How can we find a happy medium? Sample sizes have been reduced signifcantly due to cord-cutting households moving to Internet distribution models. People tend to exaggerate or manipulate self-reported viewing results. Even “modern” Nielsen technology can’t keep up. What’s the answer?

Big Data

I know what you’re saying: “We’ve already got that with Nielsen, right?” Not quite. TV viewing habits have shifted in the past few years. So has TV technology. Thanks to the shift from analog broadcast signals to digital and the explosion of set top boxes for cable decryption and movie service usage, we now have a huge portal into the living room of every TV watcher in the world.

Think about for a moment. The idea of a sample size works provided it’s a good representative sample. But tracking this data is problematic. If we have access to a way to crunch the actual data instead of extrapolating from incomplete sets shouldn’t we use that instead? I’d rather believe the real numbers instead of trying to guess from unreliable sources.

This also fixes the issue of time-shifted viewing. Those same set top boxes are often responsible for recording the programs. They could provide information such as number of shows recorded versus viewed and whether or not viewers skip through commercials. For those that view on mobile devices that data could be compiled as well through integration with the set top box. User logins are required for mobile apps as it is today. It’s just a small step to integrating the whole package.
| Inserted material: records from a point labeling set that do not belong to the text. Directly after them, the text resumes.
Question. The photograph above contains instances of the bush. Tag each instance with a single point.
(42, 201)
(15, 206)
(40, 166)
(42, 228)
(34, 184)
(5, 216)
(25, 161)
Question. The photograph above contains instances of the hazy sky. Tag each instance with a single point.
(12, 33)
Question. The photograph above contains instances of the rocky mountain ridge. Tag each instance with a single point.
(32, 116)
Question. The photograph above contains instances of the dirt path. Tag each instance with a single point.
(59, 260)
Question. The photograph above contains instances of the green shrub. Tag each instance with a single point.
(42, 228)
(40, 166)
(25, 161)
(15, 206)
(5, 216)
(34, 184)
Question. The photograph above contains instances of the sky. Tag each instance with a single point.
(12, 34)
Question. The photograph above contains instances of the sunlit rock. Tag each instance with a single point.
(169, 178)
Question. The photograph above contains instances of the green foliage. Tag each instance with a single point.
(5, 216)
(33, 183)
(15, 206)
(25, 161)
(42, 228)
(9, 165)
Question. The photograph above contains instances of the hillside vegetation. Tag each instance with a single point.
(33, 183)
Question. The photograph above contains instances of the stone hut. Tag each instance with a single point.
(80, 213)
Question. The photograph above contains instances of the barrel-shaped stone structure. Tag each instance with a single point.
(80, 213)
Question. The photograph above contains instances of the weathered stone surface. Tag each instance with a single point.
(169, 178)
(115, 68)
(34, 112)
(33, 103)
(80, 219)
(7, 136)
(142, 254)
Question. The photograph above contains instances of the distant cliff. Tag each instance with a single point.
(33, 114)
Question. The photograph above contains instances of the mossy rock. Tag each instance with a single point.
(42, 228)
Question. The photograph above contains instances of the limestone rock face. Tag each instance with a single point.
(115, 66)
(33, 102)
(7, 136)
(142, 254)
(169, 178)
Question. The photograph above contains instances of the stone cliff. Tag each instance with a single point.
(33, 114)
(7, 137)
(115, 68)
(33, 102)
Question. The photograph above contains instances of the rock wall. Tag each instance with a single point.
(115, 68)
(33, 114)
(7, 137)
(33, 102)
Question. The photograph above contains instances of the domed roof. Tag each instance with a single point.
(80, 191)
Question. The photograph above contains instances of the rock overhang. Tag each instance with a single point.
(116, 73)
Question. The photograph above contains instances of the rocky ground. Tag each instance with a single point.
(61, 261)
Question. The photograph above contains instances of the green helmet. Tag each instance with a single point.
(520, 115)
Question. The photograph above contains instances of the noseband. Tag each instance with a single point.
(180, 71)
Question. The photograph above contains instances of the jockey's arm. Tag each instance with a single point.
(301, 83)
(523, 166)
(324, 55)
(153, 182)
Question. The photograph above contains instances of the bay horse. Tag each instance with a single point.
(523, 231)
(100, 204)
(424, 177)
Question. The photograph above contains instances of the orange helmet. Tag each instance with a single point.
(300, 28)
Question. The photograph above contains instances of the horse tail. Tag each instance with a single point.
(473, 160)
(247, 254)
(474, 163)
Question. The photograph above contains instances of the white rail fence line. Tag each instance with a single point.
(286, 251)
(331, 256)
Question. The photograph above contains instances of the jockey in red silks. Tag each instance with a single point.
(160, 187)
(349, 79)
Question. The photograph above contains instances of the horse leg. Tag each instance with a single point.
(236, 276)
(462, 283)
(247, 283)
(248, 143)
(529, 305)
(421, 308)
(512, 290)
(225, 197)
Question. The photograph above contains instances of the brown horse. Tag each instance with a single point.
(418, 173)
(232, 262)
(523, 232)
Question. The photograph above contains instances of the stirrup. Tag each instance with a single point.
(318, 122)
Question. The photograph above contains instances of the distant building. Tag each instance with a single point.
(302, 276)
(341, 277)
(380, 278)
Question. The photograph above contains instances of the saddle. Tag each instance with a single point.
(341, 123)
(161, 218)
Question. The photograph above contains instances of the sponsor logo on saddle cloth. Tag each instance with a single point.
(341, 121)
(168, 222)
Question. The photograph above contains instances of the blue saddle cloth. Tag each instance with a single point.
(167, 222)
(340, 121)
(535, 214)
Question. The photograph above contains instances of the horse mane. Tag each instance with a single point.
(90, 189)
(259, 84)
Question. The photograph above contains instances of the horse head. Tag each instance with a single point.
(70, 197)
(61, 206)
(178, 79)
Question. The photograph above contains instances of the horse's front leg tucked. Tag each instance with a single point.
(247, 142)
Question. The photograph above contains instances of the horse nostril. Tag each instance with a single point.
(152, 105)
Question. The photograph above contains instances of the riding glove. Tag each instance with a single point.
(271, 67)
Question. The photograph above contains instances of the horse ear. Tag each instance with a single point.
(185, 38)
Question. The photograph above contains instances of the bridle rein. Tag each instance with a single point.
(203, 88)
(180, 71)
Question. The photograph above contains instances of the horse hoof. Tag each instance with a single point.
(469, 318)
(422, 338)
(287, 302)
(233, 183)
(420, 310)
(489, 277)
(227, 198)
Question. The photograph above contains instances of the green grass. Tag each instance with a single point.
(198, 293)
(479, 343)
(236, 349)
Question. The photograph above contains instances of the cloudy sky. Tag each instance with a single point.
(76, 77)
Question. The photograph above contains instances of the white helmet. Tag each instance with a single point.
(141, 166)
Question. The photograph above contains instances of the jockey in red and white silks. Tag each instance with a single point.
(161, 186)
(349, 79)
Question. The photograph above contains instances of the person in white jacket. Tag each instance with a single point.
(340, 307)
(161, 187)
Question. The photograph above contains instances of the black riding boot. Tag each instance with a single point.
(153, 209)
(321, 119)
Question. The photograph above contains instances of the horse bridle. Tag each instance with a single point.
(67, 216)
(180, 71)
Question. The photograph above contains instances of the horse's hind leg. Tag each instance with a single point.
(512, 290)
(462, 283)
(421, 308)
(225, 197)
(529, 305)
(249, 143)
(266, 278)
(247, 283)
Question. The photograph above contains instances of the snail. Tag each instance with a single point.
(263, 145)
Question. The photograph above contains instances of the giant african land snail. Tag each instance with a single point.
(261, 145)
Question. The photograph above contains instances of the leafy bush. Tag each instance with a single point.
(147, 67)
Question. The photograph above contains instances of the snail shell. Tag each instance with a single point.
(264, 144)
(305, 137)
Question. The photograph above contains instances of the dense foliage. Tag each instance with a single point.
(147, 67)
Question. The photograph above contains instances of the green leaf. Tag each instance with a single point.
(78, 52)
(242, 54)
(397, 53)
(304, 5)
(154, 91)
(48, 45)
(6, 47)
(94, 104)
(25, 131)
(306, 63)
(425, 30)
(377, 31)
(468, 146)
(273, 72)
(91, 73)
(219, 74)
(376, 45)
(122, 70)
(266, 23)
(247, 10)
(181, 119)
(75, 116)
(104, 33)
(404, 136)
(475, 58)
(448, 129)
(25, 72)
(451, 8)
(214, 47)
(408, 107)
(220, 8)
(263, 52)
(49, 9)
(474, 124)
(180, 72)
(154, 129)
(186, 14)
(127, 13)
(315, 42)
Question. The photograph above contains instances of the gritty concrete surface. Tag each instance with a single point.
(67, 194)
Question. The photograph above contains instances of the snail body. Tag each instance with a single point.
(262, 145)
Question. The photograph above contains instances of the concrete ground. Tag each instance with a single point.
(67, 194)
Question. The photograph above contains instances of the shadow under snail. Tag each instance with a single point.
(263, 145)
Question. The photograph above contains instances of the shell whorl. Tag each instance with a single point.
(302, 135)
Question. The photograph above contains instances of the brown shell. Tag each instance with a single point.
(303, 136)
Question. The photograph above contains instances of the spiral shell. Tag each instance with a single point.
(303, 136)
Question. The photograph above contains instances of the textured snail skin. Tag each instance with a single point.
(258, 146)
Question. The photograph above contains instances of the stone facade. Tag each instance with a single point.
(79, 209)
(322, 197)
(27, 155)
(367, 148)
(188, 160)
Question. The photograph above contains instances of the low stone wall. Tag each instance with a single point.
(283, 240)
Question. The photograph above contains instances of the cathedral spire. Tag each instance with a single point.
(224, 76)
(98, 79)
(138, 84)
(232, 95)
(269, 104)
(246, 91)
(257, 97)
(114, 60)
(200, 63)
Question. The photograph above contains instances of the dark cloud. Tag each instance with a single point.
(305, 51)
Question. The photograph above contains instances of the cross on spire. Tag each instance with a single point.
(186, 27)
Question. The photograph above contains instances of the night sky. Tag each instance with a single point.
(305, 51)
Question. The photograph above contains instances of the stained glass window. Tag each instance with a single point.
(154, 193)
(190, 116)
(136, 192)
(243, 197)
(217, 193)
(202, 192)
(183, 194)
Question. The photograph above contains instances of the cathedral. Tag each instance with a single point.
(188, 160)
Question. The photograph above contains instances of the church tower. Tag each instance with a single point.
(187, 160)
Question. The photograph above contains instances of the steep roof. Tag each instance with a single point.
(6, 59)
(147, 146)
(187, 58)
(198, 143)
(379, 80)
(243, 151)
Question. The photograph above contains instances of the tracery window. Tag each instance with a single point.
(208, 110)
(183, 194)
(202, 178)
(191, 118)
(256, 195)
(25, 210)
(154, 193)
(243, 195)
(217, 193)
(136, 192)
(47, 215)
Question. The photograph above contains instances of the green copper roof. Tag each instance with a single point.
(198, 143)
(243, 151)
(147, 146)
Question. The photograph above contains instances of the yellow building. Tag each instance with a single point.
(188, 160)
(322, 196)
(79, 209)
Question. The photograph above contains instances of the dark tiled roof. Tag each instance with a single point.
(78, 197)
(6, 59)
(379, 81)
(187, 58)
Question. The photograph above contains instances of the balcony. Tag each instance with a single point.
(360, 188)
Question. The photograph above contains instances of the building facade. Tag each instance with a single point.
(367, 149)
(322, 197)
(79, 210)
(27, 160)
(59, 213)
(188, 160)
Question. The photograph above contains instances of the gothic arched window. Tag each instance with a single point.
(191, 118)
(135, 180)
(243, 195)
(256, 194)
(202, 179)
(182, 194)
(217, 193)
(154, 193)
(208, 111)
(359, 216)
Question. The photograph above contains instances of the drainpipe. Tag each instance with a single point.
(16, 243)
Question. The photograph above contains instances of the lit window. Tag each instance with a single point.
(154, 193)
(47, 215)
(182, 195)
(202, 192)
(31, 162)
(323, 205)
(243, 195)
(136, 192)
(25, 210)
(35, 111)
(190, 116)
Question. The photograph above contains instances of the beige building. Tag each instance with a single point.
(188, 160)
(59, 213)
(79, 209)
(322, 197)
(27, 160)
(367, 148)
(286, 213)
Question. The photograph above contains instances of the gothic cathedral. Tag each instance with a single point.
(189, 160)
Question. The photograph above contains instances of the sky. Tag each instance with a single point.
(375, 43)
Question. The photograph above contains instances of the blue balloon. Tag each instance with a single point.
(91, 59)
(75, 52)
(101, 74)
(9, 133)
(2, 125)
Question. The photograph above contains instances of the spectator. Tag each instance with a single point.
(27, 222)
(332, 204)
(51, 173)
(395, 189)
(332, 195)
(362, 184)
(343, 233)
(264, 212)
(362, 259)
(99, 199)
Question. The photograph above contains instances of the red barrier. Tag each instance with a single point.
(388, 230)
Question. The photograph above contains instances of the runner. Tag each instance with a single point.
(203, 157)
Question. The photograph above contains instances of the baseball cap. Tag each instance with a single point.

It would require a bit of technical upgrading on the client side. We would have to enable the set top boxes to report data back to a service. We could anonymize the data to a point to be sure that people aren’t being unnecessarily exposed. It will also have to be configured as an opt-out setting to ensure that the majority is represented. Opt-in won’t work because those checkboxes never get checked.

Advertisers are going to demand the most specific information about people that they can. The ratings service exists to work for the advertisers. If this plan is going to work, a new company will have to be created to collect and analyze this data. This way the analysis company can ensure that the data is specific enough to be of use to the advertisers while at the same time ensuring the protection of the viewers.

Tom’s Take

Every year, promising new TV shows are yanked off the airwaves because advertisers don’t see any revenue. Shows that have a great premise can’t get up to steam because of ratings. We need to fix this system. In the old days, the deluge of data would have drown Nielsen. Today, we have the technology to collect, analyze, and store that data for eternity. We can finally get the real statistics on how many people watched Jericho or After MASH. Armed with real numbers, we can make intelligent decisions about what to keep on TV and what to jettison. And that’s a big data project I’d be willing to watch.